The fact that consciousness admits of degrees is verified whenever you go to sleep, or at least when you incorporate external stimuli into a dream. Highway hypnosis seems like another good example.
You say you’re already doing the simulation. Interpolations couldn’t tell you anything new about what happens within said simulation. Now, there are nevertheless reasons to wonder if they contain consciousness or otherwise add to the problem. But what we know is that you already simulated torture. I need not have a full answer to every philosophical question in order to object.
Where is the contradiction supposed to lie? You’re implying the second set of simulations does not contain consciousness. If that’s right, then physics gave you a way to cheat and compute the answer in an unexpected way that cannot occur in nature. Since physics was not set up to require torture, this seems entirely possible, if suspicious.
You are not noticing that the “simulate physics” action already includes lots of technical details you don’t know about, which already effectively introduce a gap between what happens in the simulation (e.g. your feelings) and what I actually do (e.g. manipulate some matrices of numbers).
All that changes between the two versions is some details of how I do the computations, and if your position changes at all depending on how I do the computations, it is already incoherent.
It’s an easy exercise to find a continuous interpolation between any two versions, and ask “so where exactly is the boundary?”.
On the other hand, if you try to argue that the more possibility of doing computations I’m not actually doing is immoral, you are essentially arguing that the static snapshot is immoral too. And if that’s the case, than so is looking at you carefully.

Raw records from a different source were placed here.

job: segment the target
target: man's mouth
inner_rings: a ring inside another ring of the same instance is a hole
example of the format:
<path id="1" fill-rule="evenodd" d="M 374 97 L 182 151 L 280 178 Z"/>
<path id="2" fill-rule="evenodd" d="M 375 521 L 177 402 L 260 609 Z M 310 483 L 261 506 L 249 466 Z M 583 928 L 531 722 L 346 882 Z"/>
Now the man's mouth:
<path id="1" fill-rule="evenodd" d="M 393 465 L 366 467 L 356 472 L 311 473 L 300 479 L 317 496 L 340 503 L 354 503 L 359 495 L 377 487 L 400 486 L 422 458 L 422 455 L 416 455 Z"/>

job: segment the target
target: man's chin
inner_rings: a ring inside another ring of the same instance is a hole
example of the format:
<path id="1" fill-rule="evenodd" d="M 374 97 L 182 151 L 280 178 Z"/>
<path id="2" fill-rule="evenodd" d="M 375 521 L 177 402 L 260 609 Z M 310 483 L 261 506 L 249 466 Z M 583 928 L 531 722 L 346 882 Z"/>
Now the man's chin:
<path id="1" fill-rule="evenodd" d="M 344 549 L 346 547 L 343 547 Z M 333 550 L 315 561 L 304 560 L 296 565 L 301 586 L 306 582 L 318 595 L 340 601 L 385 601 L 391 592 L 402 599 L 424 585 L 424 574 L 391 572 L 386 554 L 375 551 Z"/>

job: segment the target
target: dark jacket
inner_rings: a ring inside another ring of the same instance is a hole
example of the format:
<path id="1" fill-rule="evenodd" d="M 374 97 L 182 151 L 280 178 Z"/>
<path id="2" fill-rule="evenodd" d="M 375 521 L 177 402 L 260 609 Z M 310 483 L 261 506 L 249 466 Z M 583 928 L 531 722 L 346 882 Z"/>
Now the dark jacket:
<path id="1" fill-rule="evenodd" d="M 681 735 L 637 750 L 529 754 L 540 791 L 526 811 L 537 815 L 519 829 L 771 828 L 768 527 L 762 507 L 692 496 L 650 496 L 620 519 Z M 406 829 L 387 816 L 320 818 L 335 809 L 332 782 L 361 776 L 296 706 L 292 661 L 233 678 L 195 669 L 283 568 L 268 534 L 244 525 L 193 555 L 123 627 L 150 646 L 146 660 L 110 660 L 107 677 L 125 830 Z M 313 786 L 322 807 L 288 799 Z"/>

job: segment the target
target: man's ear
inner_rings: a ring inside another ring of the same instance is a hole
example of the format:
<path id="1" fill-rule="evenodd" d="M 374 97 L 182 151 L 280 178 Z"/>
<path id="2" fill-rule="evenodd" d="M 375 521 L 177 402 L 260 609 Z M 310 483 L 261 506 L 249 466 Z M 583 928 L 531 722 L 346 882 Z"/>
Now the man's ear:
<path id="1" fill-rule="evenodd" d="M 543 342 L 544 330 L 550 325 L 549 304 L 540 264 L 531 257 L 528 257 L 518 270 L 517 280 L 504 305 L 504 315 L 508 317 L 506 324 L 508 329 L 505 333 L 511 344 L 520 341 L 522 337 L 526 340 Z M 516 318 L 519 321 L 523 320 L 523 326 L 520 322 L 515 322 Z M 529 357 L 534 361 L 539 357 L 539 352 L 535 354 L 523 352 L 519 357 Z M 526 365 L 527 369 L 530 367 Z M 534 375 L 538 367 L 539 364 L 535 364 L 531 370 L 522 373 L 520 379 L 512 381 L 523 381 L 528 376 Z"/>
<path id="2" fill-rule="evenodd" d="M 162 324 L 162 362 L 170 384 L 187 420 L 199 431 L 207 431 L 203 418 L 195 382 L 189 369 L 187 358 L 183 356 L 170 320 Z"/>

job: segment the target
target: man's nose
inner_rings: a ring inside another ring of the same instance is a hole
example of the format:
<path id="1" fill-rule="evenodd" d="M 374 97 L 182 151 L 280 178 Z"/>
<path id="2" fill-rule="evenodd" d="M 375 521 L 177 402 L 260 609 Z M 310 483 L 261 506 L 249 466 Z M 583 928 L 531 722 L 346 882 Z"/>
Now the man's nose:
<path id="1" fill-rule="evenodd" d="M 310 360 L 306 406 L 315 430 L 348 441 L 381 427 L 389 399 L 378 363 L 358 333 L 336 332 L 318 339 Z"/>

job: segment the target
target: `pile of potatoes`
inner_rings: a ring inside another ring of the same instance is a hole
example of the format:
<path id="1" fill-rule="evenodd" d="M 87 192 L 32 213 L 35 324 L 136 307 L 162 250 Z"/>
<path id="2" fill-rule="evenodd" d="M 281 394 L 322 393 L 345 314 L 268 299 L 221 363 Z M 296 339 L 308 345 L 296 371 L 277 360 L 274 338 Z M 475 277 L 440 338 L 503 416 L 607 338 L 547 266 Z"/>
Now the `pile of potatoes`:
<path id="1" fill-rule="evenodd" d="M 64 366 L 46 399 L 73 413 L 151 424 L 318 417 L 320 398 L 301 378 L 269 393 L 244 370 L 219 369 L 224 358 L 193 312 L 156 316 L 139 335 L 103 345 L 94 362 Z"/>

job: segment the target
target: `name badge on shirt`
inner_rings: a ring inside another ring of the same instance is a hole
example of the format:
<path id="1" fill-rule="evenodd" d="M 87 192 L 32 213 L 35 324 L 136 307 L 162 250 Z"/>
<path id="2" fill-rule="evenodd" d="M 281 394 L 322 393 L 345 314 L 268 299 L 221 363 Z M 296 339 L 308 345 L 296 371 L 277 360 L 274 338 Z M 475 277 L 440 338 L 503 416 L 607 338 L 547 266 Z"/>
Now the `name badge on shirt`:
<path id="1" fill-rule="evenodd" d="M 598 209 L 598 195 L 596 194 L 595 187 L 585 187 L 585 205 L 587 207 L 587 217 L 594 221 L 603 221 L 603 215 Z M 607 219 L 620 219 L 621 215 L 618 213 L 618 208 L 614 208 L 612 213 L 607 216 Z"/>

I deny the parent’s second paragraph. (In a nitpicky sense this is trivially false; you could do simulations by kidnapping people and taking over their brains, or by writing calculations on them using knives.)

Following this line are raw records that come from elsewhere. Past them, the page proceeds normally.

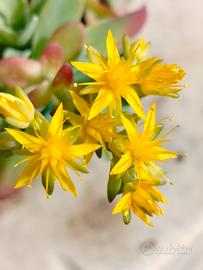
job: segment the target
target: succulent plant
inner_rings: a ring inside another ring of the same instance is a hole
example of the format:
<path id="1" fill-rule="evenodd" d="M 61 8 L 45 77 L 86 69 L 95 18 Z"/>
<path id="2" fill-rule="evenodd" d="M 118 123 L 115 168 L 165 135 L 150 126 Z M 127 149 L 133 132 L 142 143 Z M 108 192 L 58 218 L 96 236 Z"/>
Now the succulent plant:
<path id="1" fill-rule="evenodd" d="M 145 7 L 118 15 L 123 1 L 101 2 L 1 1 L 0 86 L 3 91 L 23 87 L 35 106 L 44 107 L 49 102 L 50 82 L 65 62 L 84 58 L 84 43 L 104 52 L 109 28 L 121 40 L 124 32 L 133 36 L 143 26 Z M 77 80 L 84 80 L 80 75 L 75 74 Z"/>
<path id="2" fill-rule="evenodd" d="M 84 44 L 105 53 L 109 29 L 120 41 L 124 33 L 134 36 L 143 26 L 146 8 L 125 13 L 126 3 L 113 0 L 0 1 L 0 91 L 9 95 L 16 87 L 21 87 L 34 107 L 45 115 L 61 100 L 65 109 L 74 107 L 66 88 L 71 87 L 73 76 L 77 82 L 84 82 L 87 77 L 68 63 L 86 59 Z M 0 117 L 3 138 L 5 125 Z M 6 140 L 10 146 L 10 137 Z M 2 155 L 4 149 L 0 151 Z M 6 153 L 9 155 L 8 148 Z M 1 167 L 0 164 L 0 171 Z"/>

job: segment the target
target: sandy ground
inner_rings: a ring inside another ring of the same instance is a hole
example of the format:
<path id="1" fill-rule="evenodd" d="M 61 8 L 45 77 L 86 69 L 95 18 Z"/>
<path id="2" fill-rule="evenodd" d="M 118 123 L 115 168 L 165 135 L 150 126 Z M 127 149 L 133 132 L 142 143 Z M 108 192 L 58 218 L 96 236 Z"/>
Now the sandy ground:
<path id="1" fill-rule="evenodd" d="M 60 190 L 47 200 L 36 183 L 1 202 L 1 270 L 203 269 L 203 2 L 146 2 L 149 18 L 141 36 L 152 42 L 153 55 L 187 72 L 180 99 L 157 99 L 160 117 L 181 125 L 171 148 L 188 154 L 168 163 L 174 185 L 162 188 L 166 214 L 153 219 L 153 228 L 137 218 L 124 226 L 106 202 L 108 163 L 95 158 L 78 183 L 77 200 Z"/>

And of course I did notice your first point, but I deny that we should leap from there to the conclusion of no consciousness. I don’t know that I believe it in your scenario; I’m only going along with it because you wanted to assume it with effective-certainty, and you (implausibly) claimed that part wasn’t essential to your argument.
Pick some simulation that you are sure definitely has the attribute of “no consciousness” you want to defend (e.g. fill the whole data with a regular checked pattern).
Then pick some simulation that I’m doing that you don’t like.
Interpolate all situation between them with a continuous parameter from 0 to 1.
At which point does the “no consciousness” attribute disappear?
The fact that consciousness admits of degrees is verified whenever you go to sleep, or at least when you incorporate external stimuli into a dream. Highway hypnosis seems like another good example.
You say you’re already doing the simulation. Interpolations couldn’t tell you anything new about what happens within said simulation. Now, there are nevertheless reasons to wonder if they contain consciousness or otherwise add to the problem. But what we know is that you already simulated torture. I need not have a full answer to every philosophical question in order to object.
Thank you!
Indeed my line of thought was incorrect.
The information-theoretic approach + admitting fractional levels of consciousness neatly solves what seemed paradoxical to me.
I edited the article to reflect this update.